In a passage suffused with dramatic irony, Dmitri rejects the possibility that Fyodor was murdered by Smerdyakov:
“I don’t know who or what person, the hand of heaven or Satan, but … not Smerdyakov!” Mitya snapped out resolutely. “But why do you maintain so firmly and with such insistence that he is not the one?” “From conviction. Not from impression. Because Smerdyakov is a man of the most abject nature and a coward. Not just a coward, but a conjunction of all cowardice in the world taken together, walking on two legs. He was born of a chicken [...] He’s a sickly, epileptic, feebleminded chicken, who could be thrashed by an eight-year-old boy."

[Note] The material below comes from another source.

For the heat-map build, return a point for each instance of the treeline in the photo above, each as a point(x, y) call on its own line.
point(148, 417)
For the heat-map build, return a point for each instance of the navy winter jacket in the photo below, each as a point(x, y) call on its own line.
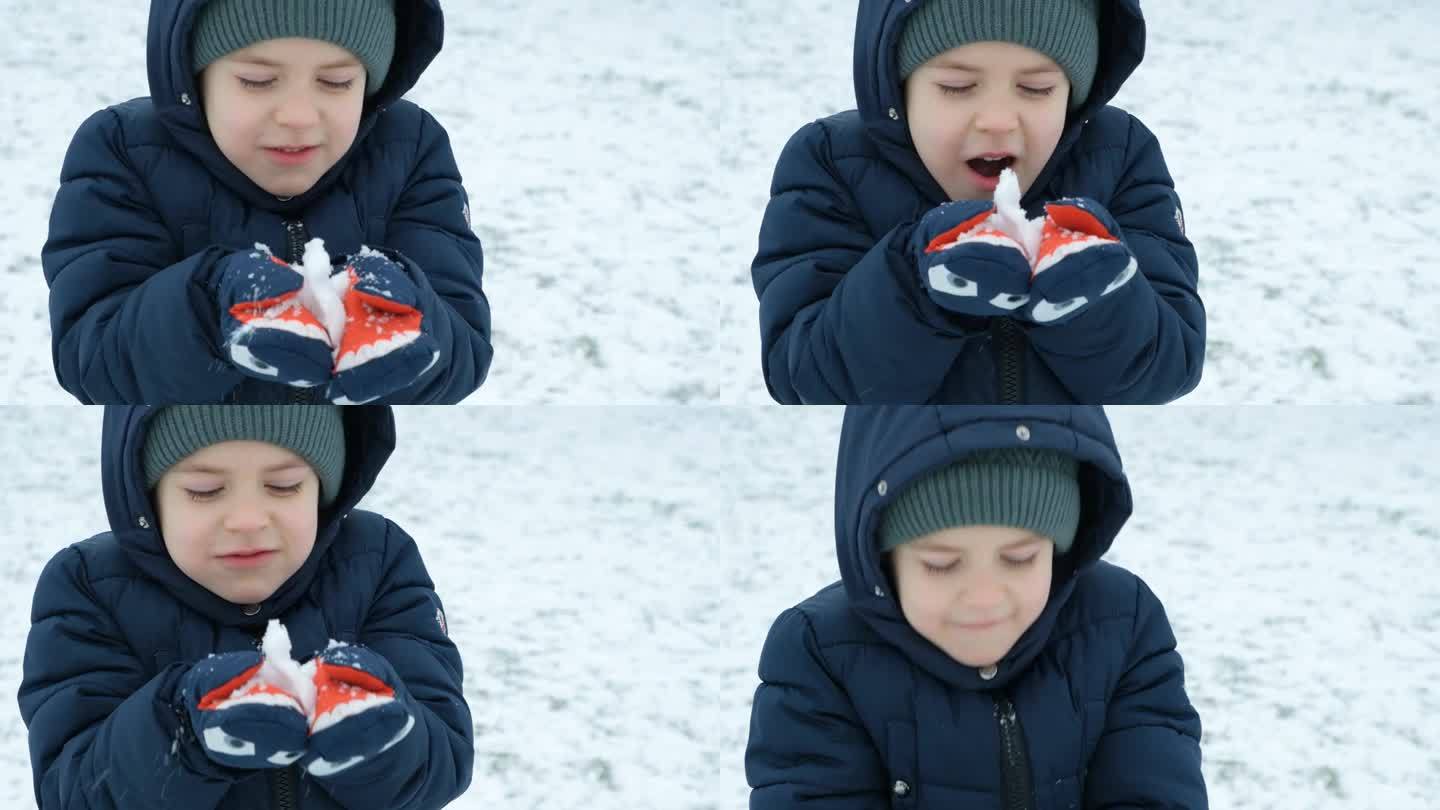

After Dmitri is arrested as a suspect in his father’s murder, Nikolai Parfenovich claims that Smerdyakov is also being investigated as a suspect. Fyodor mockingly dismisses this possibility, characterizing Smerdyakov, in hyperbolic terms, as not only a coward but “a conjunction of all cowardice in the world taken together, walking on two legs.” Dmitri, like the other members of his family, underestimates Smerdyakov. However, Smerdyakov is indeed the murderer, a fact known to the reader but not to Dmitri. There is a dark sense of comedy in this scene, as Dmitri further implicates himself in his mockery of the true killer.